Note: My Start Walking posts can easily be found by clicking on the label Start Walking 2008.I've presumably got a goal this week & this month to get at least 7 hours of sleep per night, but I've not been doing too well with it. Especially last night. Thus, I slept just a teensy bit later than usual — no dancing, but I did my 15-minute row though finishing with a good couple hundred meters less than two mornings ago.
Perhaps the most important thing I did today healthwise was to sign up for Individualized Health Planning (IHP) sessions, which is part of the university's Health in Action program. I'd been reluctant to after my experience two years ago with the over-the-phone "wellness consultants" that came out of having filled out the health questionnaires we'd been sent the prior winter. The over-the-phone folks were well-meaning & enthusiastic, but they also seemed to be going from a script that I wasn't quite adhering to. For example, I'd tell them I was prediabetic, they'd start telling me the conventional American Diabetes Association-style advice about nutrition, I'd counter with the information that in my opinion that the ADA is making people sicker with that advice because of its emphasis on high carbs high carb high carbs, & the phone consultant at that point wouldn't quite know what to do. Basically, I was doing a lot of research on my own about what I should be eating & when (as can be seen from this blog), & how I should be exercising, & they weren't quite able to keep up with me. I didn't get the impression that they were knowledgeable beyond a very basic course on standard conventional health/nutrition advice. They had the demeanor of college kids doing a job for extra pocket money. The calls became chores for me more than anything that actually helped me.

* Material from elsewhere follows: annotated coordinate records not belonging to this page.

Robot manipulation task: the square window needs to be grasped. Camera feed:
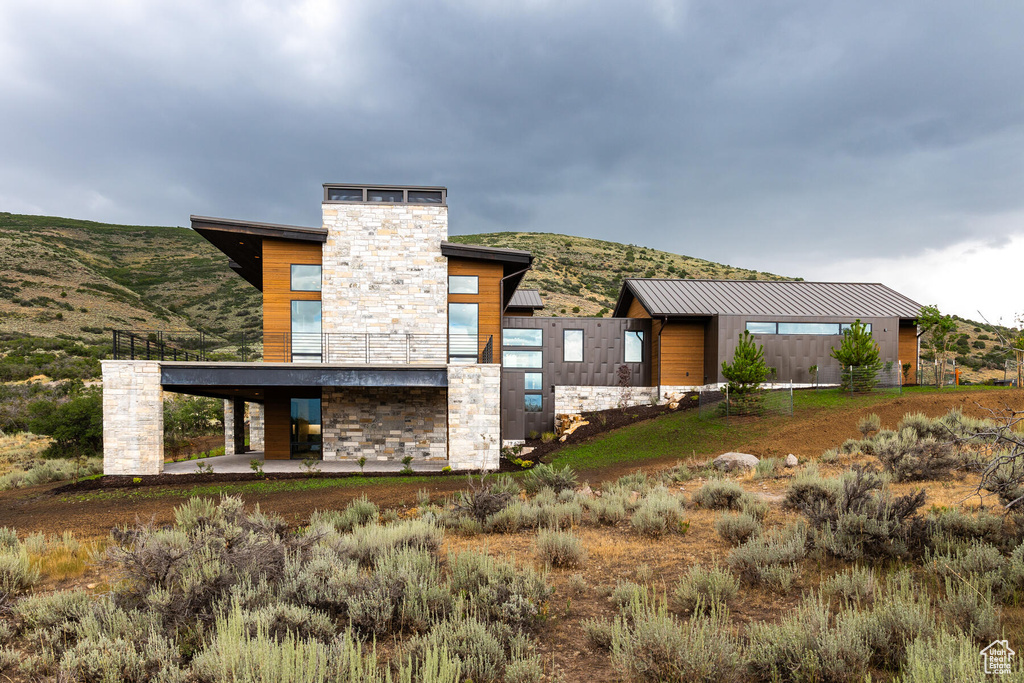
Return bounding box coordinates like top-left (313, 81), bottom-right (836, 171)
top-left (623, 330), bottom-right (643, 362)
top-left (292, 263), bottom-right (322, 292)
top-left (562, 330), bottom-right (583, 362)
top-left (449, 275), bottom-right (480, 294)
top-left (502, 328), bottom-right (544, 346)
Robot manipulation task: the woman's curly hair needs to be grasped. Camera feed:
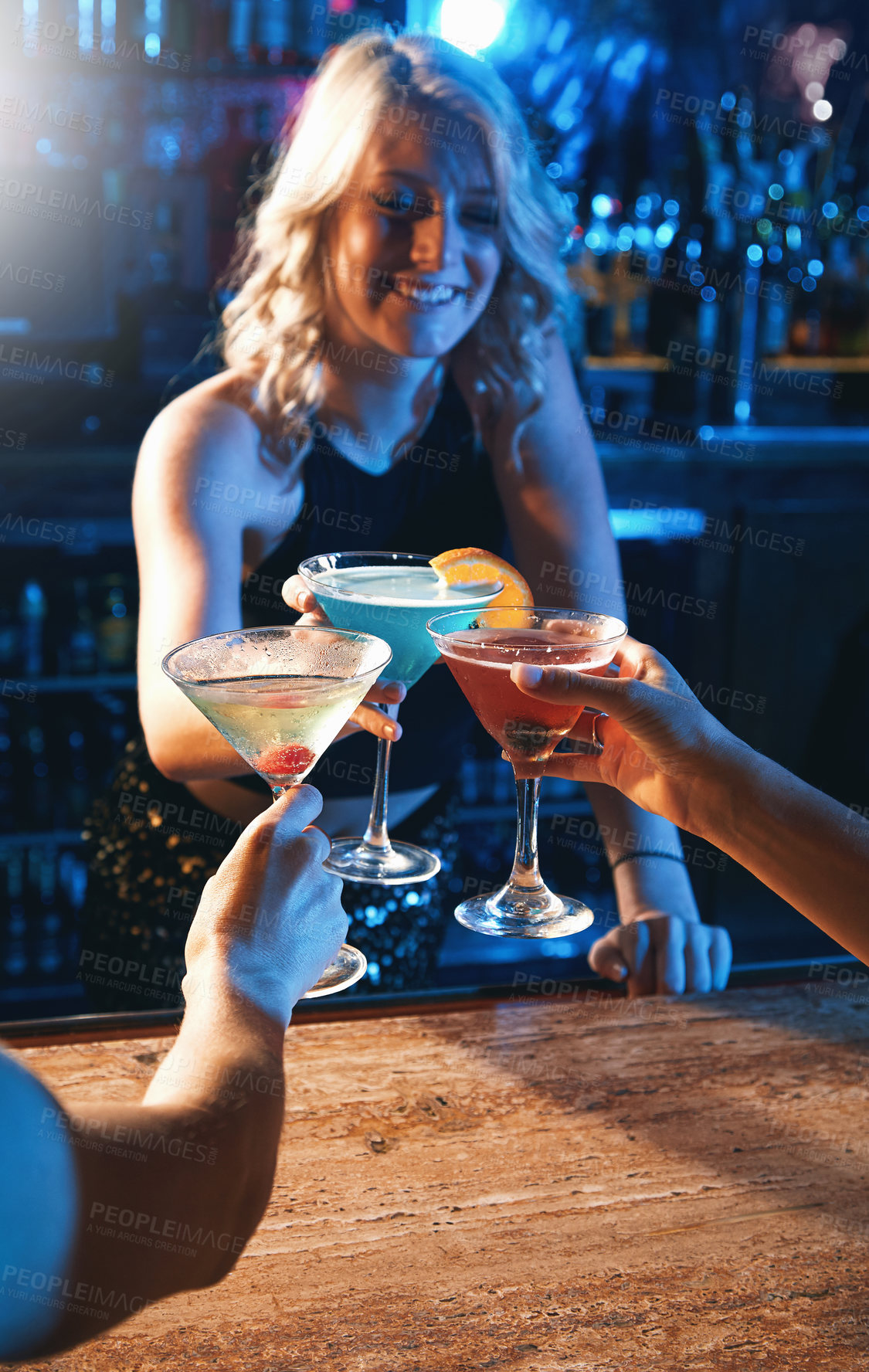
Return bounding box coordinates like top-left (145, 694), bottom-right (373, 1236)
top-left (219, 30), bottom-right (574, 453)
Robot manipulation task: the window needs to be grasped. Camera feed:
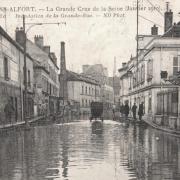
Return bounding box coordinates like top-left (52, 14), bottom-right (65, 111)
top-left (141, 64), bottom-right (145, 82)
top-left (28, 70), bottom-right (31, 87)
top-left (4, 57), bottom-right (9, 80)
top-left (173, 56), bottom-right (180, 75)
top-left (148, 97), bottom-right (152, 112)
top-left (147, 59), bottom-right (153, 81)
top-left (82, 99), bottom-right (84, 107)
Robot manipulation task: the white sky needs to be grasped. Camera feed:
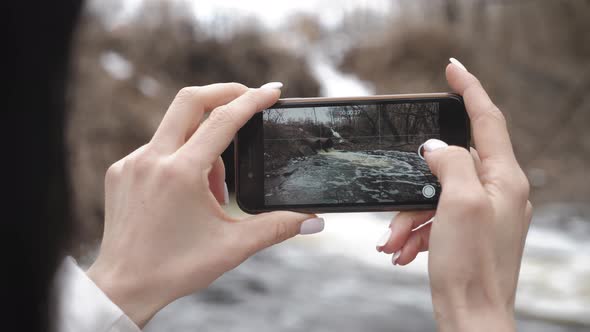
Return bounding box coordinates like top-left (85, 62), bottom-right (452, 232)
top-left (111, 0), bottom-right (393, 28)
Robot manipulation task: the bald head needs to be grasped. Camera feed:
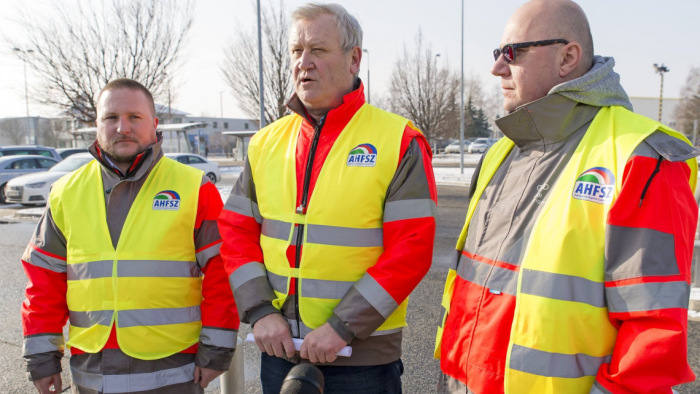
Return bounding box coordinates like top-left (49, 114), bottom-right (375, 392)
top-left (507, 0), bottom-right (593, 75)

But the IHPs are face-to-face with people with names & qualifications that we can actually read about. The person I'll be seeing, for example, is a nutritional educator with a Masters in nutrition from Bastyr University. In fact, if I'm not mistaken, she's someone my naturopath suggested to me a couple of years ago when I ran into her at Natural Pantry — someone who knows a lot about nutrition for diabetes & insulin resistance, & something tells me it won't be the standard ADA high carb advice. Aside from that, other people who've already been to IHP's have said some pretty good things about it. I've got to give credit to the university for working to get it right for employee health.
So I feel pretty good about signing up. My initial session will be in a couple of weeks.
When I got home tonight, I knew I'd find waiting for me the Bowflex SelectTech dumbbells & weight bench I'd ordered, which Jesse (my partner's nephew) had accepted delivery on earlier today. But seeing as I needed sleep, I intended not to unpack them until I got done with my scheduled Turbulence Training workout. Alas, I had no choice, because the boxes filled my bedroom. No choice but to open 'em, get the stuff out & move it out of the way, & take the stryofoam packing material to the garbage & the broken-down boxes out to my car for a trip to the Recycling Center this weekend. Okay, so it got me a few extra steps.
And then the workout (30 minutes bodyweight & dumbbell exercises, rowing warmup, rowing HIIT intervals 3x1:00/1:00r, rowing cooldown). And then dinner. And in a minute, to bed.
Progress today: With rowing, walking, & strength training (& my cool drink of water), I accumulated 17,834 steps or their equivalent. Cumulatively, I've done 65,180 steps or their equivalent, bringing my on my expedition to Everest into the village of Phakding.


1 comments:
I also found the phone health consultants a chore/pain. I've seen my health consultant and feel a lot better about this face to face work. Plus it is more of incentive when you have to see the person.